Il serait injuste et contraire à la vérité de prétendre que les conclusions de ce rapport n'ont été suivies de nul effet. Depuis 1969, le réescompte a perdu la place centrale qu'il avait dans le dispositif de refinancement antérieur et la Banque centrale a développé ses concours à taux variable en mettant en place des appels d'offres périodiques. Les techniques d'intervention de la Banque de France au début de 1986 sont donc fort différentes de celles qui prévalaient il y a une vingtaine d'années.

Cependant, deux caractéristiques du système financier français s'opposaient à une orientation claire vers l'adoption d'une politique de marché ouvert.

D'une part, le financement du crédit à l'exportation reposait sur le réescompte des effets à moyen terme à taux privilégié (4,5 %, 6 % ou 7,5 %, selon la date de signature des contrats commerciaux). Ainsi, à la fin de l'année 1985, 50 % environ des apports de liquidités aux banques prenaient la forme de refinancements à taux fixe ; en conséquence, seule la moitié des interventions de la Banque de France se faisait à taux variable.

D'autre part, l'Institut d'émission, lorsqu'il intervenait à taux variable, refinançait les banques sous la forme de mobilisation d'effets représentatifs de prêts pour une large part et non par achat ou prise en pension de titres. Il ne pouvait d'ailleurs en être autrement puisque les banques ne détenaient pas de titres négociables (à l'exception des bons du Trésor, qui n'étaient d'ailleurs négociables qu'entre établissements de crédit).

Or, la technique de la mobilisation d'effets place chaque banque dans une relation « bilatérale » avec l'Institut d'émission, car elle fait dépendre le refinancement de l'octroi par la Banque centrale d'un accord de classement des effets qui vise à évaluer la situation et les besoins de financement de l'entreprise bénéficiaire du prêt bancaire.

Au contraire, lorsque les opérations de refinancement transitent par le marché des titres, courts ou longs, c'est l'ensemble du système bancaire, et au-delà de lui, l'ensemble des agents économiques qui voit ses comportements affectés par l'intervention active de la Banque centrale.

Pour permettre une évolution vers le «marché ouvert», deux conditions étaient donc nécessaires : il fallait d'une part fermer le guichet des concours à taux fixe de la Banque centrale et d'autre part engager la substitution dans le portefeuille de l'Institut d'émission de titres négociables aux effets représentatifs de prêts bancaires.

C'est dans cette perspective que les mesures suivantes ont été prises le 29 janvier 1986 :

·         d'une part, le guichet du refinancement à taux fixe par la Banque de France des crédits à l'exportation en francs a été supprimé et remplacé par une procédure de stabilisation - bonification gérée par la Banque française du commerce extérieur; le réescompte des crédits nouveaux a donc disparu de la panoplie des techniques d'intervention de la Banque de France ;

·         d'autre part, la Banque de France a marqué son accord pour modifier progressivement la composition de son portefeuille afin d'y faire une plus large part aux instruments de marché (bons du Trésor négociables, certificats de dépôts).

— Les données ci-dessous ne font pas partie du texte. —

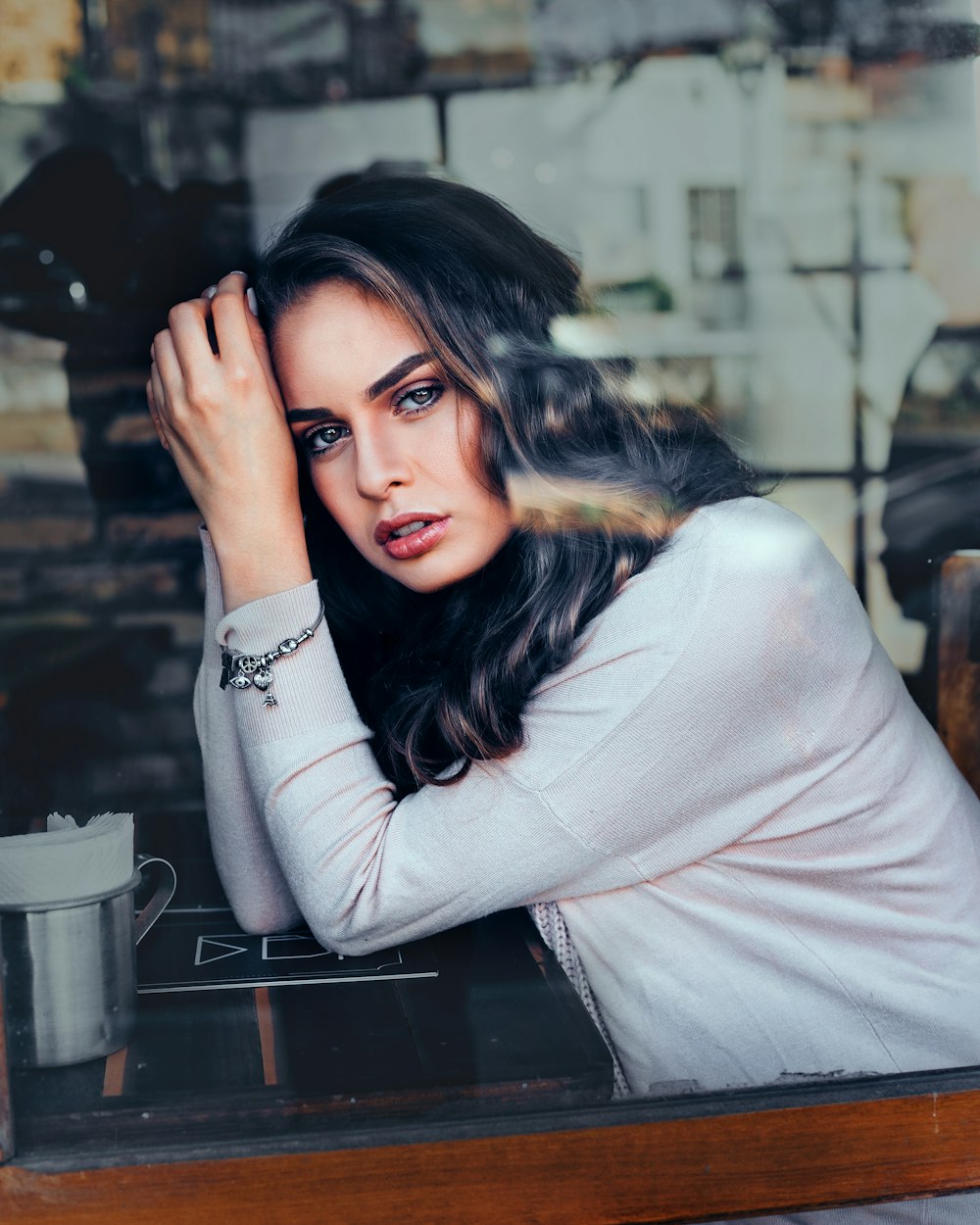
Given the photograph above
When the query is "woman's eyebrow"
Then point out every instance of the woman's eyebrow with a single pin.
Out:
(378, 387)
(396, 373)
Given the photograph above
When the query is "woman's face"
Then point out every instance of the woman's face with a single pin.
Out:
(391, 445)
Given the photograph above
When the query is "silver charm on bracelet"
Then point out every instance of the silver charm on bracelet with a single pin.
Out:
(244, 671)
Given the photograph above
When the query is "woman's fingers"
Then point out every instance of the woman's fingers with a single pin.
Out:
(170, 387)
(189, 343)
(230, 315)
(153, 395)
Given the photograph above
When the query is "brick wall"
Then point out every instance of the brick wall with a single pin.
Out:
(99, 591)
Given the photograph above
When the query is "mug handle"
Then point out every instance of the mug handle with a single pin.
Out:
(155, 907)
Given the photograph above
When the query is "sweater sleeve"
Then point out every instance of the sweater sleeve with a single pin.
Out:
(664, 740)
(243, 854)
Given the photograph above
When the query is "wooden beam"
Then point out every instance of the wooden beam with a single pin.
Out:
(6, 1107)
(682, 1169)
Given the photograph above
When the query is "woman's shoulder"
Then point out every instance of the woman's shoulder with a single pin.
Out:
(744, 545)
(734, 572)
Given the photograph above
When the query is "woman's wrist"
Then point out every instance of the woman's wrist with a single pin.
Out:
(261, 564)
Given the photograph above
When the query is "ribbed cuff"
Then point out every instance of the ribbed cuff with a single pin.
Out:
(308, 684)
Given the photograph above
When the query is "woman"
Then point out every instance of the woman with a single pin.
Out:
(652, 710)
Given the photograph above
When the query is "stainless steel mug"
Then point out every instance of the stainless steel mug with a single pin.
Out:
(70, 971)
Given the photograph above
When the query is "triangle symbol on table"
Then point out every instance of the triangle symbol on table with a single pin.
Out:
(205, 958)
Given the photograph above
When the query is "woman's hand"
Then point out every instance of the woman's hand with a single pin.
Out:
(220, 416)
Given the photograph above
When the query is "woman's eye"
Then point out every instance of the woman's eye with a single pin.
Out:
(419, 397)
(323, 439)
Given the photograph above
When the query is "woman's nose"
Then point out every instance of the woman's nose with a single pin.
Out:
(381, 465)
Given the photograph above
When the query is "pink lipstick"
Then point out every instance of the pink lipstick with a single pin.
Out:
(411, 534)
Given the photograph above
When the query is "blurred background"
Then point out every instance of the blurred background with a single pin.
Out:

Les établissements de crédit ont été simultanément encouragés à contribuer au développement des nouveaux titres qui sont appelés à devenir à terme les instruments principaux, bien que non exclusifs, du refinancement.

De la sorte, au terme de cette évolution, la régulation par les taux d'intérêt, désormais susceptibles d'influer sur les comportements des agents économiques (banques, particuliers et entreprises) grâce à l'interconnexion et à l'ouverture des marchés, deviendra en France, le mode normal d'intervention de la Banque de France.